"Tell Mr. Bing I'm sorry. I can't," answered Cora promptly. She was not a Hermione to come and go at Thorpe's invitation. And then just to show that she was not spiteful she added, "I hope Mr. Bing is better."
"Yes, madam," said Thorpe, "he's better, but he hasn't thoroughly regained his strength. He tests it every day."
Cora hung up the receiver. Her thought was, "He can't test it on me." She was aware of a certain self-satisfaction in having been able so firmly to refuse, to set her will against Valentine's. In old times she had been weak in yielding to every wish and opinion that he had expressed, until she had almost ceased to be a person. Of course in this case her ability to refuse had been strengthened by the incredible impertinence of allowing Thorpe to be the one to communicate Valentine's invitation. A few minutes later the telephone rang again. This time she let the servant answer it, and when the woman came to her with interested eyes and said that Mr. Bing was on the wire Cora answered without a quaver, "Say I'm out."

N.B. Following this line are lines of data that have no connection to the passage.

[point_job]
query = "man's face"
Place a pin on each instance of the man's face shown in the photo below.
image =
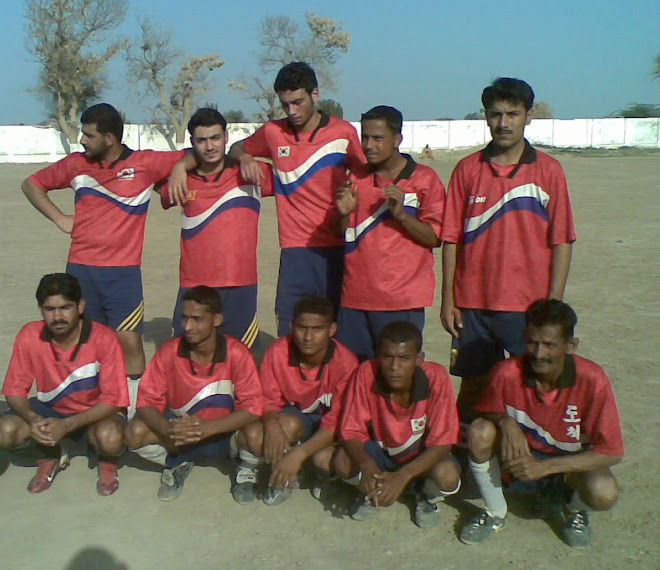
(198, 322)
(61, 316)
(95, 144)
(507, 122)
(397, 363)
(209, 144)
(312, 333)
(378, 141)
(547, 349)
(299, 106)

But she knew Valentine well enough to know she was not going to get off so easily as that. He kept steadily calling until at last, chance, or perhaps Cora's own wish, directed that he should catch her at the telephone.

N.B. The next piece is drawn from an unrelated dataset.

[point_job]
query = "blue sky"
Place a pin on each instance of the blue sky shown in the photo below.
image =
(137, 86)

He must see her; it was about this new house of hers. Her heart beat so she could hardly breathe, while Valentine ran on as of old:
"It's folly, Cora, absolute folly! Why didn't you consult me before you bought? You can't live there—the railroad on one side and a gas tank on the other. Besides, the railroad is going to enlarge its yards; in two years you'll have switching engines in your drawing-room."

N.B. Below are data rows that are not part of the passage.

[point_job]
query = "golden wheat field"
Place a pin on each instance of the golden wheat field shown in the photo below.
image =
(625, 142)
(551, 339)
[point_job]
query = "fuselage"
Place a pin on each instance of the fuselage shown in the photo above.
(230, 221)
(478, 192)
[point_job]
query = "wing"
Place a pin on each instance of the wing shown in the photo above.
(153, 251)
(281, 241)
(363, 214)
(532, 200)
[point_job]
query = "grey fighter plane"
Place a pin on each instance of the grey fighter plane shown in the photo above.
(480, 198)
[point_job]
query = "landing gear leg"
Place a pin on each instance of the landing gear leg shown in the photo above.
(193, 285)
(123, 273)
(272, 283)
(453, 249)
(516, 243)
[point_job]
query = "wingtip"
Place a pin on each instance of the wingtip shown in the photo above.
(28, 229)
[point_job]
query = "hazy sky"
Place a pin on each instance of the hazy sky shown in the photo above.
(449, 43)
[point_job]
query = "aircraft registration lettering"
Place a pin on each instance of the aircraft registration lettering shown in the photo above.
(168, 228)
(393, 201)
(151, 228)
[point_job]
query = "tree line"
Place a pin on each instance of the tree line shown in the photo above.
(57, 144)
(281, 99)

On and on, giving her no chance to answer him, during the ten minutes he kept her at the telephone. Yet when she hung up the receiver she found she had spoken one important word: she had promised to come and see him late the following afternoon. She had made him beg; she had refused to come that day, she had put it off; she had, in fact, teased him as much as was consistent with ultimately agreeing to do what he wanted. Before she did agree the impertinence of Thorpe was explained. Valentine had simply told him to get her on the telephone. Of course he had meant to speak to her himself. Thorpe was an idiot—overzealous. Cora had her own view about that, but she let it pass. Thorpe feared her, and Thorpe knew what was to be feared. He knew that if she once entered that house she might never be allowed to leave it.
"No," she said to herself the next day, as she tried various hats, and with hands that shook a little put on the dangling earrings that Valentine had given her in Madrid, "it will be Thorpe who will leave."
If there was fear in Thorpe's heart he did not betray it when he opened the door and led her upstairs to the library. The room was empty.